John thankyou for the legacy you have left behind with indigenous Australia. Not one State, but every State and Territory in Australia would have academics and teachers that are a testimony to the journey you walked with Aunty Wendy and the team to lead us down a better path.
I just want to say thankyou to Steph, Daniel, Emily, and the family for sharing this wonderful man with us over the years. His time away from you guys would have not been in vain but in selflessness to make a better aboriginal Australia. I sit here as the assistant principal thinking that had I not dared to take the journey with you John Henry, I would probably be lining up at my local Centrelink office to get my payment, so once again mate, thank you from the bottom of my heart. Rest in Peace.
Alison Johnstone –Ivanhoe – Assistance Principal Western New South Wales.

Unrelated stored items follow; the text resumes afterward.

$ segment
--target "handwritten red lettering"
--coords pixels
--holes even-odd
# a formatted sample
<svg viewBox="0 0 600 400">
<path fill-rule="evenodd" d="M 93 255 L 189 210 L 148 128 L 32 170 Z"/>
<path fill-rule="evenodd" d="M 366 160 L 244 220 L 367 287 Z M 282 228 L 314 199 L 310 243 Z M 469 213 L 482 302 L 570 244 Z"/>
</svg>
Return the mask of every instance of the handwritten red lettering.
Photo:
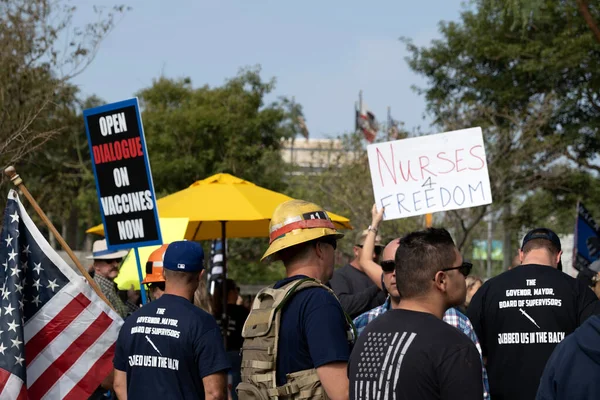
<svg viewBox="0 0 600 400">
<path fill-rule="evenodd" d="M 473 153 L 473 150 L 475 150 L 476 148 L 483 149 L 483 146 L 481 146 L 481 145 L 473 146 L 473 147 L 471 147 L 471 150 L 469 150 L 469 153 L 473 157 L 475 157 L 476 159 L 478 159 L 479 161 L 481 161 L 481 166 L 479 166 L 478 168 L 471 168 L 471 167 L 469 167 L 469 169 L 473 170 L 473 171 L 477 171 L 477 170 L 482 169 L 483 167 L 485 167 L 485 159 L 483 157 L 480 157 L 477 154 Z"/>
<path fill-rule="evenodd" d="M 460 169 L 460 167 L 458 166 L 458 163 L 461 161 L 464 161 L 462 158 L 458 158 L 458 153 L 460 151 L 464 151 L 465 149 L 456 149 L 456 151 L 454 152 L 454 159 L 456 160 L 456 172 L 460 172 L 460 171 L 464 171 L 466 170 L 466 168 Z"/>
<path fill-rule="evenodd" d="M 423 165 L 423 159 L 425 159 L 425 161 L 427 161 L 427 164 Z M 421 179 L 425 179 L 425 174 L 423 173 L 423 171 L 429 172 L 430 175 L 437 176 L 436 174 L 434 174 L 433 172 L 431 172 L 430 170 L 427 169 L 427 167 L 429 166 L 429 157 L 427 157 L 427 156 L 419 157 L 419 166 L 421 167 Z"/>
<path fill-rule="evenodd" d="M 448 171 L 438 171 L 439 174 L 449 174 L 450 172 L 454 171 L 454 163 L 452 162 L 452 160 L 450 160 L 449 158 L 444 158 L 442 157 L 442 154 L 445 156 L 446 152 L 445 151 L 441 151 L 437 154 L 437 158 L 442 160 L 442 161 L 446 161 L 449 162 L 452 165 L 452 168 L 450 168 Z"/>
<path fill-rule="evenodd" d="M 377 151 L 377 168 L 379 169 L 379 178 L 381 179 L 381 187 L 385 187 L 385 184 L 383 183 L 383 174 L 381 173 L 381 161 L 383 161 L 383 163 L 385 164 L 385 167 L 387 168 L 388 172 L 390 173 L 390 176 L 391 176 L 392 180 L 394 181 L 394 185 L 395 185 L 396 184 L 396 168 L 393 168 L 393 166 L 394 166 L 394 148 L 392 147 L 392 144 L 390 143 L 390 152 L 392 153 L 392 169 L 390 169 L 390 166 L 385 161 L 385 158 L 383 158 L 383 154 L 381 154 L 381 152 L 379 151 L 379 148 L 377 148 L 376 151 Z"/>
<path fill-rule="evenodd" d="M 400 173 L 402 174 L 402 179 L 404 179 L 404 182 L 408 182 L 408 179 L 409 179 L 409 178 L 412 178 L 412 180 L 413 180 L 413 181 L 415 181 L 415 182 L 417 182 L 417 181 L 418 181 L 418 179 L 417 179 L 417 178 L 415 178 L 415 177 L 412 175 L 412 171 L 411 171 L 411 169 L 410 169 L 410 160 L 408 160 L 408 162 L 407 162 L 407 165 L 408 165 L 408 174 L 407 174 L 407 176 L 405 176 L 405 175 L 404 175 L 404 168 L 402 168 L 402 161 L 400 161 L 400 162 L 398 163 L 398 165 L 400 166 Z"/>
</svg>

John will be greatly missed by all who had the pleasure of knowing him. A joy to work with who had an incredible mind and ablity to make the complex seem simple. Always able to see the best in everyone and have a positive outlook on life. Cleaver, witty and charming. Gone but never forgotten. Rest in Peace 😍XXXXX
On behalf of my family I extend my heartfelt condolences to Stephanie and the Henry family on the passing of your dearly beloved husband, father and grandfather. My thoughts and prayers are with you at this sad time. I am so thankful that John was instrumental in my educational journey and left a lasting impression on my life. I will always remember him as a kind, thoughtful and wise lecturer, mentor and friend. God bless you all. Love from Robyn and Ober family.
JH Introduced me to Paulo Freire's Liberation Theology ideas. I continued to test the spirit of this ideology. Condolences to his families.
Deepest sympathy to all of John's family on his passing it was a pleasure knowing him, he was always smiling. Rest in peace John.